Saturday, March 10, 2012

Tevatron insists on top-antitop forward-backward asymmetry

Fourteen months ago, we talked about remarkable claims by the Tevatron's CDF collaboration that the top quarks born in their now-defunct accelerator were excessively biased, preferring to move in the direction of the proton beam, while the antitops prefer to move in the direction of the antiproton beam of the proton-antiproton collider.



According to the Symmetry Breaking Magazine that forwarded some insights from the Moriond conference, the CDF folks are still confident that this particular anomaly is there. It hasn't disappeared when the amount of collisions used in the analysis was doubled.




Recall that the asymmetries are usually expressed by the following (or similar) ratio which is a priori between \(-1\) and \(+1\): \[

A_{FB} = \frac{N_\text{forward}-N_\text{backward}}{N_\text{forward}+N_\text{backward}}

\] where the terms in the numerators as well as the denominator count the number of collisions in which a top quark was produced and moved mostly in the forward direction of the proton beam (or the backward direction). In other equations, \[

N_\text{forward} = N_\text{events}(\theta \gt 0), \quad N_\text{backward} = N_\text{events}(\theta\lt 0 )

\] If the top quarks didn't care about the difference between a proton and an antiproton, we would have \(A_{FB}=0\). However, they obviously do care. But according to the Standard Model, they don't care much: \[

A_{FB} = 0.088\pm 0.013

\] at the next-to-leading order (NLO) calculations. The current CDF figure, after the data were doubled, is \[

A_{FB} = 0.296 \pm 0.067

\] if I understand the Symmetry Breaking Magazine article well. They surely don't mean this many percent, do they? The significance of the anomaly hasn't changed dramatically.
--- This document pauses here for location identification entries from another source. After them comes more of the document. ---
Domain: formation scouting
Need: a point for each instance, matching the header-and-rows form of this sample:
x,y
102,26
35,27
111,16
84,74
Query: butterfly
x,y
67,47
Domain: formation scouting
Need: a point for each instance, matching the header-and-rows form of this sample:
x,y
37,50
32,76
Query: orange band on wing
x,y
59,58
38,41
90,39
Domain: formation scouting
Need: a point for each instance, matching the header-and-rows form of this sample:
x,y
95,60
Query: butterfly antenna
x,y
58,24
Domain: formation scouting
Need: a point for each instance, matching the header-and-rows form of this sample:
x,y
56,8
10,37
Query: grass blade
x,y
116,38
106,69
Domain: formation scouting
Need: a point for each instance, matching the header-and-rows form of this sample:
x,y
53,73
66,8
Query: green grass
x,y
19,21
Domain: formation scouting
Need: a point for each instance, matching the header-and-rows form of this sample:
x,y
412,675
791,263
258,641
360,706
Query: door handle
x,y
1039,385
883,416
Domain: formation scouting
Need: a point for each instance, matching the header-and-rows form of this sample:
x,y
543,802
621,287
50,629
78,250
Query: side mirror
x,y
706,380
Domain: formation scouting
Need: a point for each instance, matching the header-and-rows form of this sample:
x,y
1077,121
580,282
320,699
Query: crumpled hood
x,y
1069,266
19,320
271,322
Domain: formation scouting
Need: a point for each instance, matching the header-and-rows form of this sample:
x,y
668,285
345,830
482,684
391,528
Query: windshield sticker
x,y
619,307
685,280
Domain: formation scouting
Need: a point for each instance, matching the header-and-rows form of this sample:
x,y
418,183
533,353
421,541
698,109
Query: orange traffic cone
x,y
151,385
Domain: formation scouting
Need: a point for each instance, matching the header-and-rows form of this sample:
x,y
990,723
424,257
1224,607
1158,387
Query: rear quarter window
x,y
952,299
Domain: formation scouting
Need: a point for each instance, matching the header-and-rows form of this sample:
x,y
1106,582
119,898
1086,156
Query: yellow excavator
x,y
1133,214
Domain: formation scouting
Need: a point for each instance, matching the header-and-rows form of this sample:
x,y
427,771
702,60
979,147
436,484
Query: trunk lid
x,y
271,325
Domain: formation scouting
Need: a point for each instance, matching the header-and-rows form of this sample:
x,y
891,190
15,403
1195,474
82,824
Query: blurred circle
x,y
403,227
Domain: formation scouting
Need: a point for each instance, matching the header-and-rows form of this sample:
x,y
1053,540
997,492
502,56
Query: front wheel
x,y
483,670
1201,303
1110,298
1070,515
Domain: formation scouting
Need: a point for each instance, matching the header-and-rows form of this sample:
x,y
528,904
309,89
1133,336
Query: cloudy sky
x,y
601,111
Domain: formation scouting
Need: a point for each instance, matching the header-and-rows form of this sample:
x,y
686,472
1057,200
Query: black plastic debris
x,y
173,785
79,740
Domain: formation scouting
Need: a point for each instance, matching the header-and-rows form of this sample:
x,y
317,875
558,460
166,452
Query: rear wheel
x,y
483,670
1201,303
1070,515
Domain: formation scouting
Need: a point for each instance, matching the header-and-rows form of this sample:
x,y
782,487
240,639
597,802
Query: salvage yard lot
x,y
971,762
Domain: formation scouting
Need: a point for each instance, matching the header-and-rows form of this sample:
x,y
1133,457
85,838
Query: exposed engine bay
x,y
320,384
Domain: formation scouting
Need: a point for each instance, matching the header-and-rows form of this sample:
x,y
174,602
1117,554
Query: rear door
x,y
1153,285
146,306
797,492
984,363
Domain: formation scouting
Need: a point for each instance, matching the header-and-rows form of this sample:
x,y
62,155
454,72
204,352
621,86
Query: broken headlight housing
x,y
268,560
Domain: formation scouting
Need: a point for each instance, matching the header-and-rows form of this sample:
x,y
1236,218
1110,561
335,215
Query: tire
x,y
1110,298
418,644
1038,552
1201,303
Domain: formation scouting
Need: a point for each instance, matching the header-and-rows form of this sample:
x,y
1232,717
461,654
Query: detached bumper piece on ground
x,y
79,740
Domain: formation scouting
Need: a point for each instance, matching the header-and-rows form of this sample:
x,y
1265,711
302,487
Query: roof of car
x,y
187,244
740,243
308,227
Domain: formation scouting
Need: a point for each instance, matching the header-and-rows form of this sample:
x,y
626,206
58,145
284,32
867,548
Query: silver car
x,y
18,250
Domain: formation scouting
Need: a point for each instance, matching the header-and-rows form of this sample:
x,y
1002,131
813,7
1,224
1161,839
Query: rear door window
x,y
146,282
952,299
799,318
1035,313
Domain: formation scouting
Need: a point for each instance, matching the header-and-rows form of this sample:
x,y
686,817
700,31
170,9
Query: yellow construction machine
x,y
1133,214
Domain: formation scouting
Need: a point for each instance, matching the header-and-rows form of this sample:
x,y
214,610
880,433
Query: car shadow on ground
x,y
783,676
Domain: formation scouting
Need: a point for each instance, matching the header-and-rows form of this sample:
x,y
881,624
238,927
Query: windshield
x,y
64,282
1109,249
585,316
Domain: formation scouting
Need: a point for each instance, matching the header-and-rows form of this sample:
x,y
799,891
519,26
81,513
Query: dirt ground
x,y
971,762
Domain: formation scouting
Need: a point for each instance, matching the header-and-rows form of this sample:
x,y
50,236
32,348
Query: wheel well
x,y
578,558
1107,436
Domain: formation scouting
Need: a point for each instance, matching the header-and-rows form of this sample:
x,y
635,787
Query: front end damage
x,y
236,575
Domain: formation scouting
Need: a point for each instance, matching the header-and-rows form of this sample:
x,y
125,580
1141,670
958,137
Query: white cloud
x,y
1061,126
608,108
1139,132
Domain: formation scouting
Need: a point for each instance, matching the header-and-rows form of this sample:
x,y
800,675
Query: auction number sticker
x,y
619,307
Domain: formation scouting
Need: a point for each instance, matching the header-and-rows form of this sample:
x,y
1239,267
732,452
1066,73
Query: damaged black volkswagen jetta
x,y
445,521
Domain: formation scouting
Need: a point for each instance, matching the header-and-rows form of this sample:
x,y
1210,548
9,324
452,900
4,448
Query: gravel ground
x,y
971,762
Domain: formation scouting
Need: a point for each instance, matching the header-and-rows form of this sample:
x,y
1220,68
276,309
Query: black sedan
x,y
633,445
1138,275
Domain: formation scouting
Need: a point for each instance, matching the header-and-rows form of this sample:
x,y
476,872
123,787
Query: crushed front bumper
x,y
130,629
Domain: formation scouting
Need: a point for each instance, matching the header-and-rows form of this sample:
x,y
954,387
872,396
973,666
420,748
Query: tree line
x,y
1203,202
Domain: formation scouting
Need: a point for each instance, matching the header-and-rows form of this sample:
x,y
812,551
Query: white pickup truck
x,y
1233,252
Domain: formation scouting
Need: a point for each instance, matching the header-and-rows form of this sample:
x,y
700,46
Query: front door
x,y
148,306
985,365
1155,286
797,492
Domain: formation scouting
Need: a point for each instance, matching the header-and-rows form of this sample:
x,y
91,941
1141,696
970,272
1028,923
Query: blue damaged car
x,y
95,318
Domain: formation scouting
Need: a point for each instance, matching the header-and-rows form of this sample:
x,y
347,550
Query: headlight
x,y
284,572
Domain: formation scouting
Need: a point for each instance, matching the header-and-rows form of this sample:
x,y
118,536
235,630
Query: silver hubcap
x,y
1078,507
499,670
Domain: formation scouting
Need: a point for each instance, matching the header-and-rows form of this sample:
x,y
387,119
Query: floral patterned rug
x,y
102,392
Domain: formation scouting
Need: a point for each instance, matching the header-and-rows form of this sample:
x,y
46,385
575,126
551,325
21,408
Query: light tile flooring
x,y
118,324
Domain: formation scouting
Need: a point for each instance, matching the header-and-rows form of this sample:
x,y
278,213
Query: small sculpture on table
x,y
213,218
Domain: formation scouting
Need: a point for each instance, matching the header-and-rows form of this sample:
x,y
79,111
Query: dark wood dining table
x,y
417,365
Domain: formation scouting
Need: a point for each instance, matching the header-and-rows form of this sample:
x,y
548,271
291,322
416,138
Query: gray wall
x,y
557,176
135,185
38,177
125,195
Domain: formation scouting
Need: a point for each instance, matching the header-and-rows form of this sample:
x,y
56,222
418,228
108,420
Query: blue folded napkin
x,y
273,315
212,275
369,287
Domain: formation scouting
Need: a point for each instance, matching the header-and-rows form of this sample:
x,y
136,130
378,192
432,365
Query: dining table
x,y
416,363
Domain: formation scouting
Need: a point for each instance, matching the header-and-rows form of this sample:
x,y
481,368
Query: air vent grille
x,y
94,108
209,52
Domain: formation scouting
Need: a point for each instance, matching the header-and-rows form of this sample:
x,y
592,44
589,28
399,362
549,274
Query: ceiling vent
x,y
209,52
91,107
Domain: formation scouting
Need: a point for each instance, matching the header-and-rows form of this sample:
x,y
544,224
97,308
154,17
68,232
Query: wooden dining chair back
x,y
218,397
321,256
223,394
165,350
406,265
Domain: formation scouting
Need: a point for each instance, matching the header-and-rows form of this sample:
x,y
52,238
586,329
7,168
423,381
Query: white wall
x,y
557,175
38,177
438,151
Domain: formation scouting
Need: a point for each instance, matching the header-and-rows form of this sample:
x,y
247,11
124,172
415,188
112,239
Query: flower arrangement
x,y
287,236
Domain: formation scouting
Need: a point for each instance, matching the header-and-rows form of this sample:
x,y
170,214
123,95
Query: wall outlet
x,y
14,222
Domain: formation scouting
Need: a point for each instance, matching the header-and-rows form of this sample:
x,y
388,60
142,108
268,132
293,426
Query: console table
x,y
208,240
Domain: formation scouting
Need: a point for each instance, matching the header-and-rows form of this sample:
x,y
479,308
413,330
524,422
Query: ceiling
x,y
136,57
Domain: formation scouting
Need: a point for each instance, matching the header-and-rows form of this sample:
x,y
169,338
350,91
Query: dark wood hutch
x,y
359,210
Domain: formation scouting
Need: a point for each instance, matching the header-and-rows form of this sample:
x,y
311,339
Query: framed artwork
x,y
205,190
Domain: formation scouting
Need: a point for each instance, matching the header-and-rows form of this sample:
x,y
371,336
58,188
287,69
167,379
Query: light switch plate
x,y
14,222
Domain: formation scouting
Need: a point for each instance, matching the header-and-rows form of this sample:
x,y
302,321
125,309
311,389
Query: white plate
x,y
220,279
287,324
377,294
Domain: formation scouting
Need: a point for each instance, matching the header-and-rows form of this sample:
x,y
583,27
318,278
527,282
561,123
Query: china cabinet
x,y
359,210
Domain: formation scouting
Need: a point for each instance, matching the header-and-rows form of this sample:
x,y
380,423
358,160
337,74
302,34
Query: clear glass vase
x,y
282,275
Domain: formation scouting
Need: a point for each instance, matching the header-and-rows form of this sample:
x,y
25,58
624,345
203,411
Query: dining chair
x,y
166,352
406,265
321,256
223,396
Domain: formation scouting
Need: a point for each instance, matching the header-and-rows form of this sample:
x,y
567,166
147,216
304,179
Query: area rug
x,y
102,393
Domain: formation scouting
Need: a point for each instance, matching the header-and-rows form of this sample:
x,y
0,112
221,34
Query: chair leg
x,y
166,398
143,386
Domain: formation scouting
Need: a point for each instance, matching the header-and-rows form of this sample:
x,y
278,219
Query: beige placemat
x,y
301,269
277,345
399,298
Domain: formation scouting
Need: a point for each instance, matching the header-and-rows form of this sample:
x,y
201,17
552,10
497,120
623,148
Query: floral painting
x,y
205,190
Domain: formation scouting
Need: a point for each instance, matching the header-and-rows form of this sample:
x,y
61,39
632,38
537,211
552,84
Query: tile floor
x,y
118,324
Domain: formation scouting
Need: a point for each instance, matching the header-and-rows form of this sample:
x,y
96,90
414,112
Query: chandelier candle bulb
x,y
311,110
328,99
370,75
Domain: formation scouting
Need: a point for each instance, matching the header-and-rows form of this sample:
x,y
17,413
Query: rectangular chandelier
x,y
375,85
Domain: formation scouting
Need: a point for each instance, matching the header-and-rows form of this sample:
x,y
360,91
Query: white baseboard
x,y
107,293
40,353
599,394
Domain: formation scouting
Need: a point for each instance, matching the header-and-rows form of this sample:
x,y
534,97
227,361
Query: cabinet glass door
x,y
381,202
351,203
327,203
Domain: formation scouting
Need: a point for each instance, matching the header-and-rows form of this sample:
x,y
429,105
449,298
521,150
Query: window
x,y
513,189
At this moment, I would estimate it as three sigma: \[

\frac{0.296-0.088}{\sqrt{0.067^2+0.013^2}} \sim 3.06

\] This discrepancy probably gets higher in the CDF case if we focus on high-energy top quarks. D0 seems to confirm the anomaly although it shows no preference for high-energy top quarks. The two experiments are compatible with one another (within the error margins) and the combined statistical significance of the deviation may be well above four sigma at this point.

D0 has refuted some other claims by the CDF, especially the insanely huge CPT violation that the CDF claimed to be hiding in the top-antitop mass difference of order 3 GeV (and the strange \(Wjj\) events similar to a \(Z'\) boson near \(145\GeV\)). But this particular asymmetry seems to be a consensus of the American scientists. The statement that this particular anomaly exists is of course much more plausible than the huge CPT violation and perhaps other things. D0 hasn't doubled their datasets yet. We will see where the update goes later in 2012.

If you want to be updated about models that try to explain this asymmetry, assuming that it is due to new physics, see this paper that is 4 days old:
Confronting Top AFB with Parity Violation Constraints
Moira I. Gresham, Ian-Woo Kim, Sean Tulin, Kathryn M. Zurek divide the models to \(s\)-channel models that require rather exotic colored particles such as new sextets of the QCD gauge group; and \(t\)-channel models that allow the initial quarks to change their flavor so that \(u,d\) quarks in the initial proton may get transformed to a final \(t\) quark with a similar momentum. I personally find the \(t\)-channel models to be more likely.

It seems hard to use the stop squark to produce this effect directly (to say the least, no one is writing papers about this obvious possibility) but the effects reponsible for this asymmetry could still have something to do with the (LHC rumored) stop squark. For example, the new states could perhaps be the flavor-changing gauge bosons or Higgses from "natural supersymmetry" or something like that.

OK, let me say something that may be stupid and phenomenologists may see the stupidity immediately. I don't understand why such papers don't contain the 1-loop box diagram with a loop of gluinos (horizontal lines) and stop squark (vertical lines), with the \(u,d\) quarks and \(\bar u,\bar d\) antiquarks attached at the bottom and the top quarks and antiquarks attached at the top. All the vertices seem to be nonzero to me because the stop squark mass eigenstate is a mixture of the superpartners of the stop and sup quarks, isn't it? Or is this mixing known to be too tiny because of the absence of some other flavor-changing processes?

I can even get rid of these flavor-changing problem: the horizontal line at the bottom may be a sup line while the top one may be a stop line. And I even found this diagram on page 8 here (arXiv). The paper seems to conclude that the superpartner loops may only raise \(A_{FB}\) by \(0.03\) or so, too little.